You are approaching a busy commercial port at dusk. The navigator hands over the watch and mentions the channel is marked by IALA System A buoyage. You spot a red conical buoy to starboard. Something feels wrong — you know that in System A, red marks are kept to port when entering harbour. You are alert, and that instinct matters.
The Core Distinction
The world is divided into two regions:
- Region A – Europe, Africa, India, Australasia, most of Asia. Red to port, green to starboard when entering from seaward.
- Region B – Americas, Japan, Philippines, South Korea. Red to starboard, green to port when entering from seaward.

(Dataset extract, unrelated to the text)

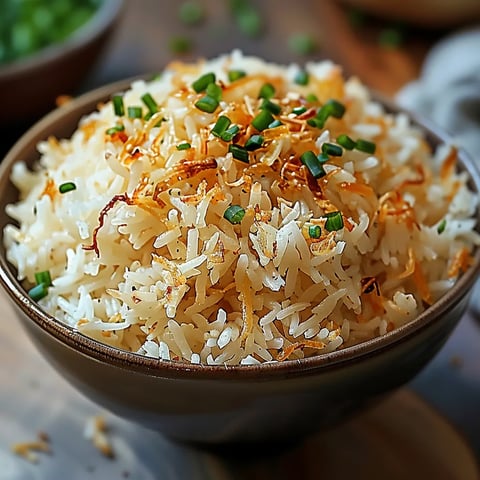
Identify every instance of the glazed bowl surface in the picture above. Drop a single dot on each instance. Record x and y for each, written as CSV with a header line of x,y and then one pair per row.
x,y
220,404
29,86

The mnemonic used in Region B: "Red Right Returning" (from sea). In Region A, the opposite applies.
Lateral Marks
System A lateral marks:
| Mark | Colour | Shape | Topmark | Light |
|---|---|---|---|---|
| Port hand | Red | Can | Single red can | Red, any rhythm |
| Starboard hand | Green | Conical | Single green cone (point up) | Green, any rhythm |
In System B, the colours are reversed; shapes and topmarks remain the same.
Cardinal Marks (same in both systems)
Cardinal marks indicate safe water lies in the named cardinal quadrant relative to the mark. They are yellow and black, use pillar or spar shapes, and carry double cone topmarks — the key to identification at close range or by day.

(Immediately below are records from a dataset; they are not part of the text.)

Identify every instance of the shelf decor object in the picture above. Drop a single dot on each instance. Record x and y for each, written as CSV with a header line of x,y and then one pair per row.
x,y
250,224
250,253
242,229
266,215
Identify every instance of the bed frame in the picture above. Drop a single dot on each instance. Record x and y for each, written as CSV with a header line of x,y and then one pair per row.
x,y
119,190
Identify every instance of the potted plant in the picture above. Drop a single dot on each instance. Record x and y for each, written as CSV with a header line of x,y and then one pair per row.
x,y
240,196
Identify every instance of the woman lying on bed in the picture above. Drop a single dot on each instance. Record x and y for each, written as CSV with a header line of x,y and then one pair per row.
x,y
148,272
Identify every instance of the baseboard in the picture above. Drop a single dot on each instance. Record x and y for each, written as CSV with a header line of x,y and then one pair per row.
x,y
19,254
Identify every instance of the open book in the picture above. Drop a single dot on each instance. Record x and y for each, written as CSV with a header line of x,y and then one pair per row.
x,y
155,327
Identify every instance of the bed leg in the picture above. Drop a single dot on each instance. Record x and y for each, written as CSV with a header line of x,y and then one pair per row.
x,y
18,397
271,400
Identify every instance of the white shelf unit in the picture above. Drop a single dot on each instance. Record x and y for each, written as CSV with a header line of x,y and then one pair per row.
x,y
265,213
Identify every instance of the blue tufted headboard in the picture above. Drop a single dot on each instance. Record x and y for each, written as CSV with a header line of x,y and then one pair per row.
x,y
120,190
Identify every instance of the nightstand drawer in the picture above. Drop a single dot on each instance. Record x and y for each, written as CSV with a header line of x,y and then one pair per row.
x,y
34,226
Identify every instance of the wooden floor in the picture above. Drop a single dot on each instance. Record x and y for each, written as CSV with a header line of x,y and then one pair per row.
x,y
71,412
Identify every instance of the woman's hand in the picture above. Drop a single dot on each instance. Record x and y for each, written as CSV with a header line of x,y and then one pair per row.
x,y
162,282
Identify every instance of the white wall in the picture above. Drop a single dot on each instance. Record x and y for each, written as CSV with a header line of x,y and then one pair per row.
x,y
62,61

- North – cones point UP (both above band); light Vk or Q white
- South – cones point DOWN; light Vk(6)+LFl or Q(6)+LFl white
- East – cones base-to-base (points away); light Q(3) or VQ(3) white
- West – cones point-to-point (egg shape); light Q(9) or VQ(9) white
Other Mark Categories (both systems)
- Isolated danger – Black with red horizontal band(s); two black spheres topmark; light Fl(2) white
- Safe water – Red and white vertical stripes; sphere topmark; light Iso, Oc, or one long flash white
- Special marks – Yellow, any shape not conflicting with others; X topmark; light yellow
- Emergency wreck marking buoy – Blue and yellow vertical stripes, alternating blue and yellow lights. Placed rapidly to mark a new wreck.
Exam-Aware Notes
Examiners regularly ask candidates to identify a buoy from a description alone. Work through shape → colour → topmark → light in that order. Know which system applies in the area you are navigating — it is easy to state the rule without knowing which region you are in. The oral examination syllabus (underpinned by MSN 1858) assesses knowledge of IALA conventions; confirm the current amendment status of MSN 1858 before your exam.